Effect of actin-binding-defective mutants of Slac2-a (KA and ΔABD) on melanosome transport. Melan-a cells were transfected with vectors encoding GFP-ABD (A to D), GFP-ΔABD (E to H), or GFP-Slac2-a(KA) (I to L). After cells were fixed and permeabilized, they were stained with anti-Rab27A and anti-myosin Va antibodies followed by Alexa Fluor secondary antibody conjugates. Fluorescence of GFP-Slac2-a mutants (A, E, and I), Rab27A (B, F, and J), and myosin Va (C, G, and K) was analyzed by confocal microscopy. Bright-field images (D, H, and L) show the melanosome distribution in cells, and the cells were outlined in yellow (D, H, and L).

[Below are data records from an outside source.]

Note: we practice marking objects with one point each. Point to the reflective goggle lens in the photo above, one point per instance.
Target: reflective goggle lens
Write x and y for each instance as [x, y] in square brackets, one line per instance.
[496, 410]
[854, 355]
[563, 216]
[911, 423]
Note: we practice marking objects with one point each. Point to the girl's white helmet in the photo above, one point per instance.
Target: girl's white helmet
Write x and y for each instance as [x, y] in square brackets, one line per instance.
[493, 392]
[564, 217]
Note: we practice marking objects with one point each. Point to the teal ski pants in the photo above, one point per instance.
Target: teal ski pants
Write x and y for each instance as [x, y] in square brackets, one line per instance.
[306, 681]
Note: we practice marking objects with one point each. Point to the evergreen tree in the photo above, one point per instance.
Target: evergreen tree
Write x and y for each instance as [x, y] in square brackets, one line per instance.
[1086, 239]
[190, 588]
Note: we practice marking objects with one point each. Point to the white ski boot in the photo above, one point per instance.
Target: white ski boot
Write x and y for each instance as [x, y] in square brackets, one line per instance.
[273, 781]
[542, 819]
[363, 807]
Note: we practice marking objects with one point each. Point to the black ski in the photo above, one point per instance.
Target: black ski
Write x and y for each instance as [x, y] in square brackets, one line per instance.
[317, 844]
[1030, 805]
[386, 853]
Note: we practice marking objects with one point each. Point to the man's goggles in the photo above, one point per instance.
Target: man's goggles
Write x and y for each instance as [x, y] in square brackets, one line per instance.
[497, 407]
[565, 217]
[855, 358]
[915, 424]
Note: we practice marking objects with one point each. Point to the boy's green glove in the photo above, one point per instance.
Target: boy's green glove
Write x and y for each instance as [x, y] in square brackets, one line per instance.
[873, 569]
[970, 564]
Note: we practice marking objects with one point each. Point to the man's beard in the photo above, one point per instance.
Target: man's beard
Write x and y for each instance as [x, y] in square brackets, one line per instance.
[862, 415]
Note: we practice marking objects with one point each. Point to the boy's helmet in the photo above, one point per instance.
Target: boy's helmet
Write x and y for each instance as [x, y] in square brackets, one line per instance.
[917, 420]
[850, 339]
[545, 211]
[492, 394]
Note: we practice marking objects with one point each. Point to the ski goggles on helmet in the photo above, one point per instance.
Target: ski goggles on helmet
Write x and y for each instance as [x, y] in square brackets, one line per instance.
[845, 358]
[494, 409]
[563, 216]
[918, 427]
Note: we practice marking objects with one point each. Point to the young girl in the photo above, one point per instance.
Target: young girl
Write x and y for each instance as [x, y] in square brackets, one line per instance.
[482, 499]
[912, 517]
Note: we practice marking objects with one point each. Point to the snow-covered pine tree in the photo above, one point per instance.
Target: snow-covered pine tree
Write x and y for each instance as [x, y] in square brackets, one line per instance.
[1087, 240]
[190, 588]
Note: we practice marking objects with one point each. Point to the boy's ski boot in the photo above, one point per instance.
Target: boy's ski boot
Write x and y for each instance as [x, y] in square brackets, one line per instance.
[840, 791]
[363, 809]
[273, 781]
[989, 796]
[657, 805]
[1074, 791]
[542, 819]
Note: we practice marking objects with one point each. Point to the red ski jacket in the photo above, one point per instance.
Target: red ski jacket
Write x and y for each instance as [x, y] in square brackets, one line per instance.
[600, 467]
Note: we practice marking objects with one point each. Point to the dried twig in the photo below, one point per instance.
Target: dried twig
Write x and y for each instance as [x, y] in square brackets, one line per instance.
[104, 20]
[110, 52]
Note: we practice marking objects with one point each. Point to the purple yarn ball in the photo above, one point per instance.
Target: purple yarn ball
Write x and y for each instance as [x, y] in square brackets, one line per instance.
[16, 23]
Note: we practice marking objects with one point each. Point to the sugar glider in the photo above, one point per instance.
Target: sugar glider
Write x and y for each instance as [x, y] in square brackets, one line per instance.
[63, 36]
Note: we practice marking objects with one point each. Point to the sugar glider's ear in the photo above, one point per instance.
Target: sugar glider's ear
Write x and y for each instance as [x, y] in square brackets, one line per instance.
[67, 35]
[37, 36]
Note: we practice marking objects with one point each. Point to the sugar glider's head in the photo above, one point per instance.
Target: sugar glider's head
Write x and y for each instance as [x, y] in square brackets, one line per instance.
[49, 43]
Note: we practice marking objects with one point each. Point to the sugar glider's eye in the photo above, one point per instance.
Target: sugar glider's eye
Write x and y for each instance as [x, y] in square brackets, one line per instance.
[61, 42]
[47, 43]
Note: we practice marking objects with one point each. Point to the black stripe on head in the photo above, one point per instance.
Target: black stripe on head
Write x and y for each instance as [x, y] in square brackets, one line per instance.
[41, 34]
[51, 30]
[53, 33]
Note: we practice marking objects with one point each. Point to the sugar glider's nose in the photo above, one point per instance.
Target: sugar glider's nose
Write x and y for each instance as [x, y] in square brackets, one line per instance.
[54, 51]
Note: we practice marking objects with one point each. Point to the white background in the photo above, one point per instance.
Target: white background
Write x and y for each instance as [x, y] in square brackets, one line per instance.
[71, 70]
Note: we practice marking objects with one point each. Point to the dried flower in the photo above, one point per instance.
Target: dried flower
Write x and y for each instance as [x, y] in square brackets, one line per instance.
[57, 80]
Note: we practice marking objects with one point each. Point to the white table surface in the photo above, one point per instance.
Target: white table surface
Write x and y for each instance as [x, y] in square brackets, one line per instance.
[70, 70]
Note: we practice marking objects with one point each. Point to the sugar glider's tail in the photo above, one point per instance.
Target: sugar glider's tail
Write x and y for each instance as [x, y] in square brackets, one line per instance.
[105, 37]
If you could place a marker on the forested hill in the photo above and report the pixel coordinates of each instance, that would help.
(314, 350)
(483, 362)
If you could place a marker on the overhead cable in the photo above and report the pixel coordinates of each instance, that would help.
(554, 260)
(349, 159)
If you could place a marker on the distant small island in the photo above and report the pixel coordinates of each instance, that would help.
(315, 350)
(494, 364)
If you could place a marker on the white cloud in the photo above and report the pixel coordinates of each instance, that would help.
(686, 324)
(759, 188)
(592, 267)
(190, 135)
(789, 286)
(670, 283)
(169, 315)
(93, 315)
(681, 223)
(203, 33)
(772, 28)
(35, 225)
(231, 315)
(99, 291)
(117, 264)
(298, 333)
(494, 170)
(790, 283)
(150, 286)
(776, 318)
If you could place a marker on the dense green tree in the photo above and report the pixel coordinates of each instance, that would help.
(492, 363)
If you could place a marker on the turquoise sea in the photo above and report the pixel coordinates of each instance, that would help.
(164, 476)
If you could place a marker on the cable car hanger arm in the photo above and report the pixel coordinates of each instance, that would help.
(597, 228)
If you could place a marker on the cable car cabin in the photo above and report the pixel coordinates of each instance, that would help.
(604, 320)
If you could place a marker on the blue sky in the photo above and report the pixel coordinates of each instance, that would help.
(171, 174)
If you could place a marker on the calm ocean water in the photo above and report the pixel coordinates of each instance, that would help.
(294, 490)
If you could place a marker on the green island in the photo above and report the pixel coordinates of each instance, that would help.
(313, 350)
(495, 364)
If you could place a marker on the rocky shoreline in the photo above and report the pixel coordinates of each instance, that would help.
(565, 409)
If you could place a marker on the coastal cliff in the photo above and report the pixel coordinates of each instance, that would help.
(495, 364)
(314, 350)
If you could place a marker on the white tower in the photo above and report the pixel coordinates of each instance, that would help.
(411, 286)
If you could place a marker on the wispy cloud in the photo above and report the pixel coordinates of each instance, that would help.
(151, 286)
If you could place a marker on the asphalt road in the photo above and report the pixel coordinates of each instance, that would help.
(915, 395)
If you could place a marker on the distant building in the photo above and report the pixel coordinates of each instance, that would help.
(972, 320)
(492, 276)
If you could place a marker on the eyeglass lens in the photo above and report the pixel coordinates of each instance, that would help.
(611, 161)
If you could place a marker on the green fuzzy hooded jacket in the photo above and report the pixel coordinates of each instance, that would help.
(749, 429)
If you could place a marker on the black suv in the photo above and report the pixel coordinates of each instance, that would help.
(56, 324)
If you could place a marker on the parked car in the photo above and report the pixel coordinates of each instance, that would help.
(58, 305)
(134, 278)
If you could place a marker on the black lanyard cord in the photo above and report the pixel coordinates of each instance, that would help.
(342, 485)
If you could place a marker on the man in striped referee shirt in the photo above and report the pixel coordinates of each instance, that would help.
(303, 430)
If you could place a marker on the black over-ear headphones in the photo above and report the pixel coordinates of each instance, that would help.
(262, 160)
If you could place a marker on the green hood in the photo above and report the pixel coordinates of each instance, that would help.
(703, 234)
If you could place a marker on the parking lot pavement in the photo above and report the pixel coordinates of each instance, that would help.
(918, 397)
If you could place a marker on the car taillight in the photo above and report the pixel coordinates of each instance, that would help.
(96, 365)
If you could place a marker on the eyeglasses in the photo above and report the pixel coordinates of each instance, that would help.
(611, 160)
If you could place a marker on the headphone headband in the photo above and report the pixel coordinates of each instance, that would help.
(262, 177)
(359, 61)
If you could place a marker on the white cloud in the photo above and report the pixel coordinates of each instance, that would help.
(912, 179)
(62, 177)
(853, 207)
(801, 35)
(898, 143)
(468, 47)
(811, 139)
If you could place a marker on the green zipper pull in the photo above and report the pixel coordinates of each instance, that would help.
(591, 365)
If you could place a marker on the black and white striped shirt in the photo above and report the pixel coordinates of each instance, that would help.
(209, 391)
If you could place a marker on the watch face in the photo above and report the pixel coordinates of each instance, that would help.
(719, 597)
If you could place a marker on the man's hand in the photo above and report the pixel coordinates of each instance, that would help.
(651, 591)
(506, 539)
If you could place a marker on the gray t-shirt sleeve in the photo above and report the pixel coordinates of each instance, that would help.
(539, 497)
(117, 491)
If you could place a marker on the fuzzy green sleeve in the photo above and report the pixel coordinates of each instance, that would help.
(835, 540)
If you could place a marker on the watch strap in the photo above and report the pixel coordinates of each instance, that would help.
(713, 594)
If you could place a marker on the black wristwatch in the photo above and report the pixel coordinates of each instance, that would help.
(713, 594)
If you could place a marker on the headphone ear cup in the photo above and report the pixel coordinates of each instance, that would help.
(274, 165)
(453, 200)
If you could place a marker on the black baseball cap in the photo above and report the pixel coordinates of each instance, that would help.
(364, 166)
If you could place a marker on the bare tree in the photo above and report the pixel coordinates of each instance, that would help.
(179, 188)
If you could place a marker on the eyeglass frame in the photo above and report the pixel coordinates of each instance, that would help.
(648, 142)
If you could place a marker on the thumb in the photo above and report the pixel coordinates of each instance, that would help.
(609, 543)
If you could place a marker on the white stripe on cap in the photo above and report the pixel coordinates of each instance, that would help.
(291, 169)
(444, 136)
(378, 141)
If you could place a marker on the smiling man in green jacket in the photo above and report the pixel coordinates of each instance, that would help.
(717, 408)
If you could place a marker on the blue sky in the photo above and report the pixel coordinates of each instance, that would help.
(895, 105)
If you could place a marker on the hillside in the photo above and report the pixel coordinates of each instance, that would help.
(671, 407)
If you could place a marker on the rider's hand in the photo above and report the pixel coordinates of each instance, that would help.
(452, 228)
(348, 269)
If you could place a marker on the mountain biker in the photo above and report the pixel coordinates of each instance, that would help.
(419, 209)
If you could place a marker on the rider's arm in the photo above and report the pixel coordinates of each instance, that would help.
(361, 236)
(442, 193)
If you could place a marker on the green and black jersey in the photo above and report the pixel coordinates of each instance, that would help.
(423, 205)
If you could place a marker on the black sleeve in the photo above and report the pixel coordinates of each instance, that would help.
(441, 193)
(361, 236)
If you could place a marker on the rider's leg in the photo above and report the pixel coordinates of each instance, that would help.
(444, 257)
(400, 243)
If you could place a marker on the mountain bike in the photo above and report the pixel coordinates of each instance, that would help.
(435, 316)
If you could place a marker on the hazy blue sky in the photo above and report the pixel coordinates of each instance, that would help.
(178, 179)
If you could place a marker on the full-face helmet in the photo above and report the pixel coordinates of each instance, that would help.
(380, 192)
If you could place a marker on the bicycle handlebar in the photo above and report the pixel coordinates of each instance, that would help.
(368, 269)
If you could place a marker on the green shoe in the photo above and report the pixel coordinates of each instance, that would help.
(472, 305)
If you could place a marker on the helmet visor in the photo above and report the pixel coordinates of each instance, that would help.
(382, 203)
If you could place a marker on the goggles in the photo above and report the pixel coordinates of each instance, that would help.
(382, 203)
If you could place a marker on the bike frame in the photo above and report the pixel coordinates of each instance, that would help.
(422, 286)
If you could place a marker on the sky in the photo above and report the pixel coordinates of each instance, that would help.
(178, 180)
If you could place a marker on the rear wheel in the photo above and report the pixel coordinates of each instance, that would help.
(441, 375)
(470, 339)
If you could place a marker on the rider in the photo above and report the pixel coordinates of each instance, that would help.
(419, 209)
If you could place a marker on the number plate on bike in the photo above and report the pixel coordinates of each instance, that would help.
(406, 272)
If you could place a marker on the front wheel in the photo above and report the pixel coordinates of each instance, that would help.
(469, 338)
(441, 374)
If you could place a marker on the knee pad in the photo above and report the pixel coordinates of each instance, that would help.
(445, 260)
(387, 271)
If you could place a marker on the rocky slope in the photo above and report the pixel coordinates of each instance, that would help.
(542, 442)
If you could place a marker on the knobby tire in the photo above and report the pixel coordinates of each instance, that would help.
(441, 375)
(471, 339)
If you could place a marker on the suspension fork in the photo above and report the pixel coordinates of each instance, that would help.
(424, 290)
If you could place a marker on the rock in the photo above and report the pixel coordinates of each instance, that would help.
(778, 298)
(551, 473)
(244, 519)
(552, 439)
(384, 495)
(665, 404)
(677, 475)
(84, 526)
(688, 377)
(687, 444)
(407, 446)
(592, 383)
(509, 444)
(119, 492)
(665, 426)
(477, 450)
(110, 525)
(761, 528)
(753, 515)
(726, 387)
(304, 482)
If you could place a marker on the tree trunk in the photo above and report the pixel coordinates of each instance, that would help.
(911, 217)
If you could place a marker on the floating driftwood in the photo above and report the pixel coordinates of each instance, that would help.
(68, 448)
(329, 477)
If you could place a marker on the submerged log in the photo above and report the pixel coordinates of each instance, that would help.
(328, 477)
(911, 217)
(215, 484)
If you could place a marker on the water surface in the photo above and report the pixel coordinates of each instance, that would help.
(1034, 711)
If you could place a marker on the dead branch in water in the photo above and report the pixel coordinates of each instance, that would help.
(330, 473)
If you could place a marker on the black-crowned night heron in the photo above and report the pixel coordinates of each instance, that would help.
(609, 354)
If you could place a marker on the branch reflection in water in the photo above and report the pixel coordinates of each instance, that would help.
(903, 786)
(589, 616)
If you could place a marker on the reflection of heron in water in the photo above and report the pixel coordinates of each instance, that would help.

The insets in panels C, G, and K are merged images of Rab27A and myosin Va, and bright-field images corresponding to each inset are shown in panels D, H, and L, respectively. Note that expression of GFP-ABD did not alter distributions of Rab27A and myosin Va on melanosomes (yellow signals in the insets in panel C and melanosome distribution in the inset in panel D) but did result in exclusion of melanosomes from peripheral actin bundles without large clumps of melanosomes around the nucleus (A and D, arrowheads). Expression of GFP-ΔABD and GFP-Slac2-a(KA) caused melanosome accumulation in the perinucleus (H and L) and reduced myosin Va signals (G and K) even though these mutants still retained the ability to bind to both Rab27A and myosin Va (Fig. 2D and data not shown). These findings indicate that formation of a tripartite protein complex consisting of Rab27A, Slac2-a, and myosin Va is not sufficient for melanosome transport and that the actin-binding ability of ABD is also necessary for normal melanosome distribution at the cell periphery. Bars, 10 μm.

FIG. 7.

Summary of melanosome distribution assay results. Melan-a cells were transfected with a vector encoding the indicated Slac2-a protein tagged with GFP. Images of transfected melan-a cells were captured at random by using GFP fluorescence as a marker, and we judged whether melanosomes had aggregated in the perinucleus by examining the corresponding bright-field images. The results are expressed as the percentages of cells exhibiting perinuclear melanosome aggregation and are means ± standard deviations from three independent experiments (n > 150).

FIG. 8.

Schematic model illustrating possible roles of Slac2-a-actin interaction in actin-based melanosome transport. Slac2-a binding to actin could be involved in the following three steps of melanosome transport: melanosome transfer from microtubules to actin filaments (A), melanosome transport along actin filaments (B), and melanosome capture by actin filaments near the plasma membrane of the cell (C). Note that these three steps are not mutually exclusive. In this study we demonstrated that association between Slac2-a and actin is required for the transfer step (A). See Discussion for details.